Director: Gareth Edwards
Cast: Felicity Jones, Diego Luna, Ben Mendelsohn, Donnie Yen, Mads Mikkelsen, Alan Tudyk, Riz Ahmed
Age Restriction: 10–12PG V
Runtime: 2hrs 14min
Release date: 15 December 2016
Disney has vowed to deliver a Star Wars film each year, and so far the studio is keeping to that promise with the release of Rogue One: A Star Wars Story.
The Mouse House plans on releasing a film from the main saga every two years, with spin-off movies filling the slots in-between the two-year gaps.
Rogue One is the first spin-off of the series, set before the events of Star Wars Episode IV - A New Hope. The film follows a group of rebels who venture on a dangerous mission to steal the plans for the Death Star – the villainous Empire's ultimate weapon of destruction.
Oscar-nominated actress, Felicity Jones leads the cast as Jyn Erso – a prisoner who is vital to this mission. Why? Because her father, Galen Erso (Mads Mikkelsen), is behind the creation of the Death Star.
Joining Jyn on the mission is Rebel Alliance Intelligence officer Cassian Andor (Diego Luna), blind warrior Chirrut Îmwe (Donnie Yen), Îmwe's companion Baze Malbus (Jiang Wen), pilot Bodhi Rook (Riz Ahmed) and the snide-comment droid K-2SO (Alan Tudyk).
While we're used to seeing flying ships blasting each other in space, director Gareth Edwards (Godzilla) turns our attention to the war on the ground, and brings plenty of innovation to the table.
The action sequences are unlike anything we've ever encountered in a Star Wars movie before. There are no powerful Jedi or ingenious weapons to combat the forces of evil; there are only outnumbered individuals who use smart tactics to cause quite a stir – and Edwards does an impressive job at showcasing this. In other words, the action sequences are smart and well-calculated.

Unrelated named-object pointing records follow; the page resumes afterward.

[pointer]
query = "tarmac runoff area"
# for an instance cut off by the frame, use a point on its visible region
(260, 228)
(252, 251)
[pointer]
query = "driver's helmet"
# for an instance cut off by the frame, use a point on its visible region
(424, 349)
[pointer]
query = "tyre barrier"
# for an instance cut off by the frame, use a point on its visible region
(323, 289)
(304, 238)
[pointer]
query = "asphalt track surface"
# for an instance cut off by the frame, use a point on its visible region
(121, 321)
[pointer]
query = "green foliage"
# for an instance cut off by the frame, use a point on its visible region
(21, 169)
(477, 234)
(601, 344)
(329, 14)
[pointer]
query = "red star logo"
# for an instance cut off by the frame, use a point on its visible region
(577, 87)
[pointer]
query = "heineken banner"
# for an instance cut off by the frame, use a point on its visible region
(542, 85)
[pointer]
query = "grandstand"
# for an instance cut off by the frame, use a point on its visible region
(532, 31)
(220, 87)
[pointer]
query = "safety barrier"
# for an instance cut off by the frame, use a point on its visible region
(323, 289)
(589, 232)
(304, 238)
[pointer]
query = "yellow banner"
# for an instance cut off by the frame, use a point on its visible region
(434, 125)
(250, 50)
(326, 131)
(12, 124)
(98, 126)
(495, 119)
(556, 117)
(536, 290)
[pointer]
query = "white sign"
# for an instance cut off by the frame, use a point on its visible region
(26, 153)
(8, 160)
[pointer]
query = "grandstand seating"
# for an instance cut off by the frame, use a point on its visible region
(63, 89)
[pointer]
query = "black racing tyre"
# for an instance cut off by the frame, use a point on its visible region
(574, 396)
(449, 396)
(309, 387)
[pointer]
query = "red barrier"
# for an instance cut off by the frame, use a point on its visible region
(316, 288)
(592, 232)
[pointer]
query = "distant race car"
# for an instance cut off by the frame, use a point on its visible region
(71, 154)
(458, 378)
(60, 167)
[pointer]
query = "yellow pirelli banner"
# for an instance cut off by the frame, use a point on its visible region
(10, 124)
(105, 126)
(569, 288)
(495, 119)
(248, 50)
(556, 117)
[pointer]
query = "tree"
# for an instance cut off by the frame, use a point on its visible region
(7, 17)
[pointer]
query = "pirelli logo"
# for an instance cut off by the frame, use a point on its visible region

The battle scenes focus more from the perspective of the powerless rebels, with scenes showing them in many precarious situations (which I won't spoil).
The fight choreography is unique, particularly Yen's martial arts expert Îmwe – who merely uses a wooden stick to battle.
Then we have the bold special effects: the risks actually pay off resulting in spectacular, eye-popping imagery that (dare I say it) is superior to The Force Awakens.
Even the striking set-designs and cinematography are refreshing, featuring locations that will absolutely take your breath away.
On a technical level, Rogue One is essentially a Star Wars film with lots of originality; however, the same cannot be said for its narrative.
While the film at times feels rather distant from any other Star Wars chapter, Rogue One unfortunately suffers from what we call 'prequelitis' – when you're well-aware of where the story is heading because the follow-up movie came before it.
Easily one of the film's biggest flaws, Rogue One is a rather predictable adventure despite the available potential for Edwards to try something fresh.
There's no doubt that Rogue One needed to end in that predictable way, in order to tie it into A New Hope. But that doesn't mean that the entire film should be riddled with clichés.
Edwards throws this opportunity out of the window, as there's nothing unexpected or fresh within the film's two-hour plus runtime.
Despite this, Edwards still manages to deliver a highly-entertaining plot that will keep you engaged.
Like The Force Awakens, Rogue One has a female lead that audiences are going to love, and Jones brings the character to life impressively.
Jyn is self-sufficient, strong-willed, relatable, and can easily defend herself from enemies. Plus, the film's script does the character justice.
However, Rogue One is so focused on everything else that it doesn't take the time to explore its underdeveloped supporting characters, including an unmemorable villain, Orson Krennic, played by Ben Mendelsohn.
It was relatively hard to decipher Krennic's motivations as the character was under-utilised and lacked sufficient screen time.
Besides Jones' impressive performance, Yen also makes a good impression as Chirrut Îmwe. However, the standout performance ultimately belongs to Alan Tudyk as the outspoken droid, K-2SO – and the film's comic relief.
Despite its 'prequelitis' narrative and underdeveloped characters; Rogue One: A Star Wars Story features action-sequences, special effects and set designs rarely seen in a Star Wars film – and has enough entertainment value to recommend.